Lors du procès qui s’est déroulé à Mons, en février dernier, le parquet avait reconnu des dysfonctionnements structurels, au-delà de la responsabilité individuelle du policier.

"La chaîne de responsabilités"

Le jugement lui-même reconnaît que les questions soulevées par les parents de Mawda sont légitimes, rappelle le comité. L’association appelle donc à la création d’une commission parlementaire pour permettre aux "parlementaires d’auditionner la chaîne de responsabilités, questionner les différents pouvoirs judiciaires ou politiques.

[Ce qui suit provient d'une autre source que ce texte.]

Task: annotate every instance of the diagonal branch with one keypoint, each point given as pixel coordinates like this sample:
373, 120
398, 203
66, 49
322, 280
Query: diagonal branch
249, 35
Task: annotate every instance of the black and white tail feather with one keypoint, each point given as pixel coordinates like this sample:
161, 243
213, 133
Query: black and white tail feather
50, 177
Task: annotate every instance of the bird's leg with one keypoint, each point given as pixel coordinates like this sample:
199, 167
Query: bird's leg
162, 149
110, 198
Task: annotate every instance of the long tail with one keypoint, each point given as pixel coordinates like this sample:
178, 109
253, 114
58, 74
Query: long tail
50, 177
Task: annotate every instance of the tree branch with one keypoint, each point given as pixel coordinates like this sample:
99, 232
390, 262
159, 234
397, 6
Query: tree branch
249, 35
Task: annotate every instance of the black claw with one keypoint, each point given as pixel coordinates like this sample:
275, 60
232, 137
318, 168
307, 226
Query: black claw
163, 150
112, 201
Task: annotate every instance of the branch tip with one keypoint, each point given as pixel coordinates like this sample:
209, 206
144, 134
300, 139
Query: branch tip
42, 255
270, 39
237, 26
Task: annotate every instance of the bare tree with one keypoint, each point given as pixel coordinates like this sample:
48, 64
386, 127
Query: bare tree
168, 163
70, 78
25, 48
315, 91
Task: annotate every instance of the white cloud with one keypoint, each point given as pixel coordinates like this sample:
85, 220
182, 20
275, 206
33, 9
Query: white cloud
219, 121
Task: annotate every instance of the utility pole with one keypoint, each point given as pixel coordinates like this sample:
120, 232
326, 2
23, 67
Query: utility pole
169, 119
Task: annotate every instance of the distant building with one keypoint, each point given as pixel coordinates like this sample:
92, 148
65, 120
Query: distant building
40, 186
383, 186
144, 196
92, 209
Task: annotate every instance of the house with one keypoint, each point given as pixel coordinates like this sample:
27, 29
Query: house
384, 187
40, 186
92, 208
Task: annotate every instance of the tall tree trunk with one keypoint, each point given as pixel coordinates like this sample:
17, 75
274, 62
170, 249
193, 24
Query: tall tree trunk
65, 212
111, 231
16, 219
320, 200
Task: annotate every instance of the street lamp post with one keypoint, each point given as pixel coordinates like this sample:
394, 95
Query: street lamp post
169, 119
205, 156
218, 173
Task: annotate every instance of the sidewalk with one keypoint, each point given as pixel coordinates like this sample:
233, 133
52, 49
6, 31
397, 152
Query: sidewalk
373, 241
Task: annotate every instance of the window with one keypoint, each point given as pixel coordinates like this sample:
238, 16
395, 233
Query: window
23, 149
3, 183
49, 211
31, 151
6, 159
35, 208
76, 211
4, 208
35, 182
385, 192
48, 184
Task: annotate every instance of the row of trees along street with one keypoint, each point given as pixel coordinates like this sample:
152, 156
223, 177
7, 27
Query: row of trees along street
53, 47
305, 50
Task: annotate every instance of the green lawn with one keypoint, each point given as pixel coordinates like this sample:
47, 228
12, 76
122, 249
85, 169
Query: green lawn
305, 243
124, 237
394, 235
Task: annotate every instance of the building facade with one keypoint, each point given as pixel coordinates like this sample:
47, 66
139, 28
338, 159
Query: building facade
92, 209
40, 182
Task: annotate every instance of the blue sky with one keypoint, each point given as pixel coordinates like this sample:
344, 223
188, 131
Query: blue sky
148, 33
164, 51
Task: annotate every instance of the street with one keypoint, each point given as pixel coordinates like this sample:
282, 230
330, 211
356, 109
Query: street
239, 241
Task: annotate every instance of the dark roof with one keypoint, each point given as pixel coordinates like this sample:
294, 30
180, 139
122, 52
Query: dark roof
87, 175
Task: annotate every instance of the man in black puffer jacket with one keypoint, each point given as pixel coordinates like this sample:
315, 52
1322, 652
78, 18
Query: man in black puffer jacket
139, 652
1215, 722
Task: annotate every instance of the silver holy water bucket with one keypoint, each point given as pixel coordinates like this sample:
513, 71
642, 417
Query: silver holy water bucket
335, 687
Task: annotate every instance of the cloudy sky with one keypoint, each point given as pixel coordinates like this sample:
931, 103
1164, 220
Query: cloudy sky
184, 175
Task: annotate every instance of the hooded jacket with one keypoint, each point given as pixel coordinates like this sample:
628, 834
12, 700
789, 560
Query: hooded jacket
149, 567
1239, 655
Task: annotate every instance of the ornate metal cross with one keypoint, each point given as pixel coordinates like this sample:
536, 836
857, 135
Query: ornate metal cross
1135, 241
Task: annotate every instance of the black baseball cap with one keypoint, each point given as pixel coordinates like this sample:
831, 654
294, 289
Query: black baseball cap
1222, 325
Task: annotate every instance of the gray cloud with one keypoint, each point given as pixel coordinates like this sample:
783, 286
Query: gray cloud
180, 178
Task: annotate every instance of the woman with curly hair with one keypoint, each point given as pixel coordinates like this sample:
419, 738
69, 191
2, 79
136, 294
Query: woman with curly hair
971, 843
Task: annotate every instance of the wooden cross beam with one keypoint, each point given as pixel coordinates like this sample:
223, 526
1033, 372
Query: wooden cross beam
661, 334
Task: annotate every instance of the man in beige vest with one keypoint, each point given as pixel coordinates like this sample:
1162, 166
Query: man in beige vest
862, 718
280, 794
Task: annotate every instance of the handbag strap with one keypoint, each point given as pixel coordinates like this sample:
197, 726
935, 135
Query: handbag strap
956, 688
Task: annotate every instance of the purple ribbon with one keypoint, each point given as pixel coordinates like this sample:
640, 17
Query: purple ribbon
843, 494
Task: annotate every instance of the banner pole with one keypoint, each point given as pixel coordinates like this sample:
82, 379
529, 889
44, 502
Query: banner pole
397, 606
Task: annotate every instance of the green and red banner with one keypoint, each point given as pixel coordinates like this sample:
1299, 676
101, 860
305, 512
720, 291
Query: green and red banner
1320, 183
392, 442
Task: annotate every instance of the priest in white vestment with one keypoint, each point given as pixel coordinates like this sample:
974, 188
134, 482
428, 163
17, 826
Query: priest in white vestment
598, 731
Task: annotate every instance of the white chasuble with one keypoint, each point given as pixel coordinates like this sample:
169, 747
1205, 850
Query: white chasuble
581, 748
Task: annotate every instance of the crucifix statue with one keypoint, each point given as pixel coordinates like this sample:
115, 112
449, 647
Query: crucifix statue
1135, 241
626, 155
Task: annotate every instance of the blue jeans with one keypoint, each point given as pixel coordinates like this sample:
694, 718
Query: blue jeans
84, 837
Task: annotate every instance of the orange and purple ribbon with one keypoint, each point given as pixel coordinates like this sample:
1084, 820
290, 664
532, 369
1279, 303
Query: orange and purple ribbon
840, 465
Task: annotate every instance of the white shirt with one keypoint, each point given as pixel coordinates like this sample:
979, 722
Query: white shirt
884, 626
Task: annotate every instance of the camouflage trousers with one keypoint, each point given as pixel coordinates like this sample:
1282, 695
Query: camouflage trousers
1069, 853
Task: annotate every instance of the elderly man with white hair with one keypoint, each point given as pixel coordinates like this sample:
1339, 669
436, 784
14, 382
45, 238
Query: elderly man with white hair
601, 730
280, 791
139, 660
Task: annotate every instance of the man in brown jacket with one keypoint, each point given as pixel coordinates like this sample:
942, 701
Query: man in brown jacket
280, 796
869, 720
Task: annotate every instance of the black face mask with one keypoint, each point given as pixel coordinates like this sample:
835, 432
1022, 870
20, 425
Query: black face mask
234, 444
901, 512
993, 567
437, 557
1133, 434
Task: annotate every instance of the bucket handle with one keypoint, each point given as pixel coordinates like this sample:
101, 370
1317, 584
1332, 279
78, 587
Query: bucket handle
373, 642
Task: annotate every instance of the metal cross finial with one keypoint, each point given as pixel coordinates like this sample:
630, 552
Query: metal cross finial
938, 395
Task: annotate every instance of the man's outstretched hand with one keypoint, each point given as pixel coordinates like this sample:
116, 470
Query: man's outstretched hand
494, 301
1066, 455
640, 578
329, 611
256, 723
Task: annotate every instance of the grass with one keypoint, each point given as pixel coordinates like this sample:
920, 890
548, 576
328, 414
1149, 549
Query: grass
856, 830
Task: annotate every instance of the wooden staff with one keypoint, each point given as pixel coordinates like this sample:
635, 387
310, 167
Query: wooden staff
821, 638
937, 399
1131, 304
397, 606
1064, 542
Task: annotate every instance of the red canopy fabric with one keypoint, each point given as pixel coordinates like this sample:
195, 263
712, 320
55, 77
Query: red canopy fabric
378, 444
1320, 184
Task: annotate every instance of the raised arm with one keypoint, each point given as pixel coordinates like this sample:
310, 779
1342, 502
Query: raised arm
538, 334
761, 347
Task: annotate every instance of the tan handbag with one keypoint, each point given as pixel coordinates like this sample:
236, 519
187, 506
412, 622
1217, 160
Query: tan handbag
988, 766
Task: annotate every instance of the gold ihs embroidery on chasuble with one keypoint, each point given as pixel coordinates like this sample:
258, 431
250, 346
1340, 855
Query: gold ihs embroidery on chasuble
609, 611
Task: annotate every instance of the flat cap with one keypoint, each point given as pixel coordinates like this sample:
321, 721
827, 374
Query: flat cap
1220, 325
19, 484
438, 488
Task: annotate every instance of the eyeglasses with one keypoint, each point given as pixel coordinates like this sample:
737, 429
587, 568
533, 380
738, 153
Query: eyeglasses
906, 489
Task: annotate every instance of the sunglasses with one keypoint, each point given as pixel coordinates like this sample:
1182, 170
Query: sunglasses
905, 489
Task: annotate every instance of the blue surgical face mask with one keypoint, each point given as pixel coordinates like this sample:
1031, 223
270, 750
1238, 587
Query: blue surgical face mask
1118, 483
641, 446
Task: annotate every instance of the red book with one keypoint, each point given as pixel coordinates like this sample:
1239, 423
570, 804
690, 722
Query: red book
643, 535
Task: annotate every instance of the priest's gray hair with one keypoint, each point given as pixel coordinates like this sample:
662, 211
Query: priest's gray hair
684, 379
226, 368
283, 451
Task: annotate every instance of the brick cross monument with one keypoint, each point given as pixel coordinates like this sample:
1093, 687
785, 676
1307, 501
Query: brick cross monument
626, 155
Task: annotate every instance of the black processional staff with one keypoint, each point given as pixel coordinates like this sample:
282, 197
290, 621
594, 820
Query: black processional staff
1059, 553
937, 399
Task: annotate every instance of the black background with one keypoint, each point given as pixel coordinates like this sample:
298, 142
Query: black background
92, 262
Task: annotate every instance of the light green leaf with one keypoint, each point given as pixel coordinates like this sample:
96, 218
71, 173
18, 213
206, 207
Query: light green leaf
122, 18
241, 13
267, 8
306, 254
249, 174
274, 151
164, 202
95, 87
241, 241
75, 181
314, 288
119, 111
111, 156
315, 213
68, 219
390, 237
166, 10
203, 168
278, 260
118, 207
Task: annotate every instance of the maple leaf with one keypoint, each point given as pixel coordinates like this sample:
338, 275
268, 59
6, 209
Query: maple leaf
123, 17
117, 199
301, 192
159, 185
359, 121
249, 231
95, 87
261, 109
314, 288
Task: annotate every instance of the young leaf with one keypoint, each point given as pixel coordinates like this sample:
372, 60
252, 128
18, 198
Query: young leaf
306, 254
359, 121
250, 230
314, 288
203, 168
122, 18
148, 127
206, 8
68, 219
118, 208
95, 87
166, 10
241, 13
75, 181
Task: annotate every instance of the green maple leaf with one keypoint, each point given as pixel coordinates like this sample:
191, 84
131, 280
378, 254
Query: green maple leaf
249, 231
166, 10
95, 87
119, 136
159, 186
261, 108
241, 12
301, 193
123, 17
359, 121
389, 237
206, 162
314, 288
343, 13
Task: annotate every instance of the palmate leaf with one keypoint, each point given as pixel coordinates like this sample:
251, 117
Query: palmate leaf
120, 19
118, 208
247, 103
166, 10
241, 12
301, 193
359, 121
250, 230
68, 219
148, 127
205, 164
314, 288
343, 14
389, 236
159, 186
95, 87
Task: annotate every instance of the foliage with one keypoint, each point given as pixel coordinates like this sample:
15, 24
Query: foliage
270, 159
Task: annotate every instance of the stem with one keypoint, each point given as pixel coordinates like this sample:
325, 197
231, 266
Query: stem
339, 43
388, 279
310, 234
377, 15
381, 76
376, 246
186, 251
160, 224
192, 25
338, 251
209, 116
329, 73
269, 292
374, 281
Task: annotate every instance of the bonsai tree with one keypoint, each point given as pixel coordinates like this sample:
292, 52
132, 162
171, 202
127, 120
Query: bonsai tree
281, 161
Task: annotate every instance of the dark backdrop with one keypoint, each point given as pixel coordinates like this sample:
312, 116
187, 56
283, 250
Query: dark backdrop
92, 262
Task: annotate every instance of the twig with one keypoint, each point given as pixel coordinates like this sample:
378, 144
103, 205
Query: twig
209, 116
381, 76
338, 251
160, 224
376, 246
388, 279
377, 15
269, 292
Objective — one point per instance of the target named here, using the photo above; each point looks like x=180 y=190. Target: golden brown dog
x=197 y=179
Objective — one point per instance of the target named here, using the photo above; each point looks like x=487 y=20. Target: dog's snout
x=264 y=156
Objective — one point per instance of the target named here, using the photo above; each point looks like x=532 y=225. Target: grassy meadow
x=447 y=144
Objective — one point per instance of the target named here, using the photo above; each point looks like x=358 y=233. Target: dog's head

Cette commission parlementaire est essentielle pour que d’autres affaires similaires ne se reproduisent pas", soutient le comité.

Le 12 février, le tribunal correctionnel de Mons avait condamné le chauffeur de la camionnette transportant les migrants à quatre ans de prison ferme pour entrave méchante à la circulation et rébellion armée.

Le policier auteur du coup de feu mortel avait, lui, écopé d’une peine d’un an avec sursis de trois ans et d’une amende de 400 euros. Il a récemment fait appel de cette condamnation, tandis que le parquet en a fait de même contre le passeur présumé.

L’autre volet judiciaire a démarré mercredi

Par ailleurs, l’autre volet judiciaire de l’affaire a repris, ce mercredi, et concerne le dossier relatif aux préventions de trafic d’êtres humains.

Le tribunal correctionnel de Liège a rouvert les débats concernant six présumés trafiquants d’êtres humains. Ils avaient notamment été impliqués dans la course-poursuite lors de laquelle la petite Mawda avait été tuée sur l’autoroute E42.

L’un des prévenus du procès de Liège a déjà été condamné à Mons à une peine de quatre ans d’emprisonnement. Il a été désigné comme le chauffeur de la camionnette dans laquelle la petite Mawda a trouvé la mort.

Le parquet fédéral a requis une peine complémentaire de deux ans de prison.

Le jugement sera prononcé le 31 mars à 14 heures.